Acompanhar esta evolução é o grande desafio.
Agradeço a atenção em responder a este “leitor-curioso”
Abraços
Disponha 😉
Prezado Gaston,
Sóbria e interessante análise. Sou leitor e não tenho a intenção de ensinar jornalismo a jornalistas. Mas qualquer manual de gestão exige que você defina seu público-médio. Quando falamos do jornal “Extra” fica claro seu público ou quando falamos da revista “piaui” também é percebido seu público.
Minha crítica (nunca respondida) é que a FSP perdeu seu foco em um público. Ao tentar satisfazer todos os públicos, perdeu um pouco a qualidade editorial e a apuração jornalística. O mito da “pluralidade” é um eufemismo para se fugir a questão: qual é meu público? (isso se aplica a QUALQUER atividade humana de comunicação).
Continuo acreditando que este é um tema que deveria ser explorado no seu treinamento.
Prezado Ramiro,
Obrigado pelo seu comentário!
Acredito que a questão da perda de foco em um público não é tão nebulosa assim.

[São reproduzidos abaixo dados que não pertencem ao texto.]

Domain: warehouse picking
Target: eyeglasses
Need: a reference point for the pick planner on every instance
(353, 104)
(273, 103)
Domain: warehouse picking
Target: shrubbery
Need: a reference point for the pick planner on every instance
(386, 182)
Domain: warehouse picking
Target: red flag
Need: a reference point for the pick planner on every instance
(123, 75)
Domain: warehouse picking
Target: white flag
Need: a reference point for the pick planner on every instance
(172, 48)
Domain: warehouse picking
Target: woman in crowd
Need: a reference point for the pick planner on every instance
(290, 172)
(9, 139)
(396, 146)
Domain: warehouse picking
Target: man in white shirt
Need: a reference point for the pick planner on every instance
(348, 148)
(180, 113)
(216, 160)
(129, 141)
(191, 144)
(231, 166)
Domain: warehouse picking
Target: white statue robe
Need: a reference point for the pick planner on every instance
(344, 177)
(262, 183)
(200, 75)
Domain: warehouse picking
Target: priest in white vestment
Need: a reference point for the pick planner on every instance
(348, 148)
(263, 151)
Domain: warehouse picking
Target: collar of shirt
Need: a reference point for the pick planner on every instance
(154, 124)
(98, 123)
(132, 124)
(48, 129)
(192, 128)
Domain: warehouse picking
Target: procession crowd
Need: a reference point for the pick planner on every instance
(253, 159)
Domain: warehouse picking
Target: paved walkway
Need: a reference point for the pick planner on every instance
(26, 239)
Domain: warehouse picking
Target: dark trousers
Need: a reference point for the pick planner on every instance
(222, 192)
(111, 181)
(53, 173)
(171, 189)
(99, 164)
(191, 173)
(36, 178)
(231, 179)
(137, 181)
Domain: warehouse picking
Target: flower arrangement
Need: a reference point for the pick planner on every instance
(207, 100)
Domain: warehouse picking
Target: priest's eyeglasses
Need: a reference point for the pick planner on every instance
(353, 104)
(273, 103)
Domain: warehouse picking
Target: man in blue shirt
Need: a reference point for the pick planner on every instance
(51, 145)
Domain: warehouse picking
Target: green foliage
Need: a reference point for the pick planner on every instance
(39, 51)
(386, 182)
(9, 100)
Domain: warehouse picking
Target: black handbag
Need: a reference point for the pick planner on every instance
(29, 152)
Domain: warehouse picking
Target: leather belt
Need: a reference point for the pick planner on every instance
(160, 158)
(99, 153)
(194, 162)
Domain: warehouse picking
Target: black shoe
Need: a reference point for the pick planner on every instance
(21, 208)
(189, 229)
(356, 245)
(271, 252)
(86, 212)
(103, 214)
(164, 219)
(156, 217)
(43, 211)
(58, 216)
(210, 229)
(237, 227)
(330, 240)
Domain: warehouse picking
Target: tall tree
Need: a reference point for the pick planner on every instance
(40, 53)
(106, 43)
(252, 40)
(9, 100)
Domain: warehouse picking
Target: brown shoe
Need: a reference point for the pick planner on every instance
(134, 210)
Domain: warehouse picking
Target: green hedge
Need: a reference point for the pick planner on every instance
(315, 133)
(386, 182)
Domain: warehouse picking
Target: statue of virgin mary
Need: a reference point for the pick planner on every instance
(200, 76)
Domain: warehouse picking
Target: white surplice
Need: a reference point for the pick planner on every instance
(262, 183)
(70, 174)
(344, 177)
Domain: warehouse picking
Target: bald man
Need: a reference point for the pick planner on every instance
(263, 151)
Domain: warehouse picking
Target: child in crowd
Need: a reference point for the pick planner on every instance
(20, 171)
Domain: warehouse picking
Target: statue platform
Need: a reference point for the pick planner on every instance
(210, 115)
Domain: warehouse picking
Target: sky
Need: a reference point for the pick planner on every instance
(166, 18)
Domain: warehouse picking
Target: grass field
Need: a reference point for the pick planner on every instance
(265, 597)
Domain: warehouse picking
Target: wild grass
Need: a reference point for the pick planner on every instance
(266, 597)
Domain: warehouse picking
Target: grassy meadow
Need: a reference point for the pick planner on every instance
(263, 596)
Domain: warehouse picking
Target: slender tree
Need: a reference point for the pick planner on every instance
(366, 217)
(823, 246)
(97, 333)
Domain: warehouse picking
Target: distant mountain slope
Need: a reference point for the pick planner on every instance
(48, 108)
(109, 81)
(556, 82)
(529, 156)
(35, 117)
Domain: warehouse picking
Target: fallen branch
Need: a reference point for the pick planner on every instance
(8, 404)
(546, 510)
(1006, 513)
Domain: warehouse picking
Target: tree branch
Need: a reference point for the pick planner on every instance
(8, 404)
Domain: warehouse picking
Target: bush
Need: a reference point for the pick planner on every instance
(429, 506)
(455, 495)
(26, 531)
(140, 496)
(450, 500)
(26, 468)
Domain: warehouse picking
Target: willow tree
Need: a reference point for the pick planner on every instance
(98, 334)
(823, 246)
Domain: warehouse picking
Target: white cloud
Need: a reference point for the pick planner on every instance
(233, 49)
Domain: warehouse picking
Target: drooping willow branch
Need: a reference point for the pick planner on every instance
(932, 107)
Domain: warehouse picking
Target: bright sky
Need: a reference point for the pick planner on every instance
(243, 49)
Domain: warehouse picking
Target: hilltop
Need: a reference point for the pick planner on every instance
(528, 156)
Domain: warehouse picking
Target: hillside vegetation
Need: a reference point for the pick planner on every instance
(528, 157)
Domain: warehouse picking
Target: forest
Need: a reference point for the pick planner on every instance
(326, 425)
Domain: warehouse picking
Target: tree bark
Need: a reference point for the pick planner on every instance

No livro que lemos da “História da Imprensa Paulista”, temos na p. 242 uma referência a outro livro, o “Mil dias” de Carlos Eduardo Lins da Silva, em que o público alvo da Folha aparece bem delimitado:
“O pluralismo e o apartidarismo são necessários não porque eles representam uma objetividade eticamente desejável nem porque eles signifiquem que o jornal é capaz de representar o real sem deformações, mas apenas porque o público que consome o jornal é composto por pessoas com diferentes visões de mundo e, como o jornal não pode prescindir de nenhum grupo significativo de seus leitores, deve representar cada um deles no noticiário e não discriminar nenhum. ”
A definição talvez pareça nebulosa porque não estabelece uma polaridade claramente identificável – e é aí que está o desafio.